In Alexander McCall Smith’s book, Sunshine on Scotland Street (of the 44 Scotland Street series), he records an interesting conversation between Bertie, a precocious 7-year-old, and Olive, a sassy, impertinent 10-year-old girl who is evidently betrothed to the younger Bertie. Olive has just explained that she has booked the Gritti Palace in Italy for the post-wedding honeymoon — an event that will take place in the far distant future.
“But I never said I wanted to marry you Olive …”
“Oh yes you did, Bertie. And I’ve got it in writing, remember? I’ve got a piece of paper that has your signature on it. It says that you agree to marry me — those are the exact words, Bertie, and you can’t deny them.”
“No buts, Bertie. If you don’t keep your promise, then you’ll get into serious trouble. Big time. You could go to prison, and then what? And there’s God, too. God watches these things and if he sees you breaking promises he can really get you. He does it all the time.”
Do we see God as a Cosmic Cop eager to catch you in all your misplayed good intentions, bad habits, failed initiatives, and compromising acts, then throw the book at you?

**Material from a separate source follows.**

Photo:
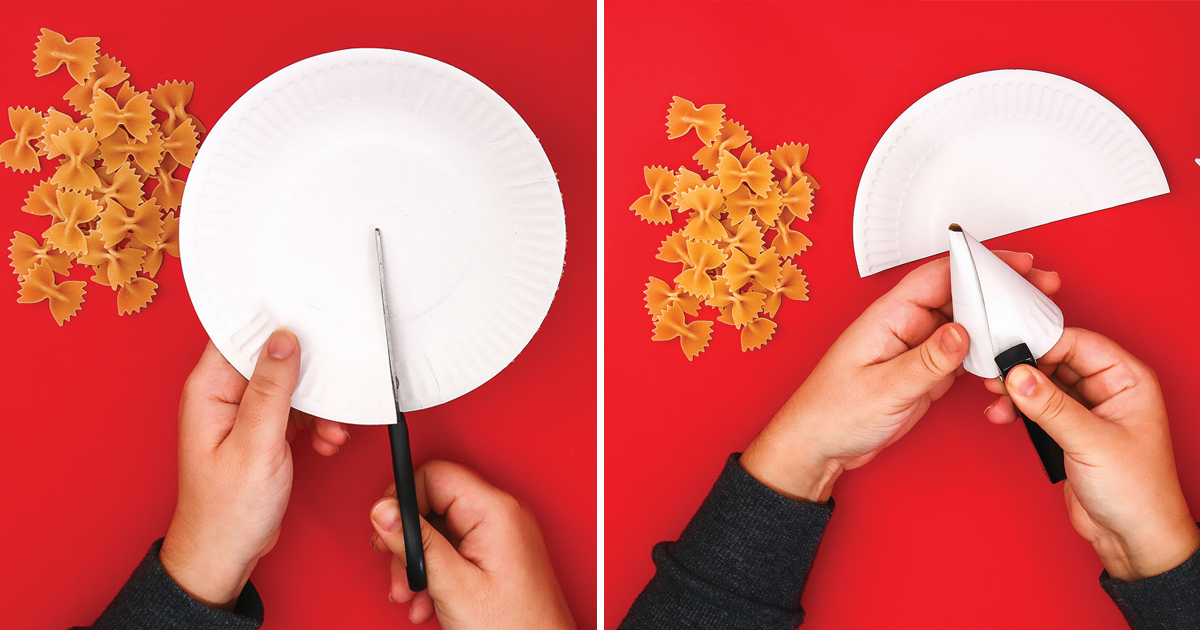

Granted, there seems to be some biblical evidence for this view — from the mouth of Jesus Himself, no less. Several times, He warns that failure to toe the line may result in one being cast into outer darkness where there’s weeping, wailing, and gnashing of teeth. (See, for example, Matthew 13:50, Matthew 25:30, Luke 13:28.)
It’s a form, perhaps, of frontier justice, or an eye-for-an-eye revenge motif, or even a type of unqualified joy. We’re happy to see evildoers punished.
This is why we turn to Instagram, YouTube or TikTok to watch “instant karma” dash cam videos. Instant karma occurs when, for example, a car streaks by you at 80 miles per, weaving in and out of traffic. But then, just as you’re about to say, “Where’s a cop when you need one?” you see the guy getting lit up by an unmarked state trooper he just passed.
Instant karma! The driver caught it all on his dash cam. You can hear him shout, “Yes!” You can feel the adrenaline of fresh schadenfreude pumping through his veins.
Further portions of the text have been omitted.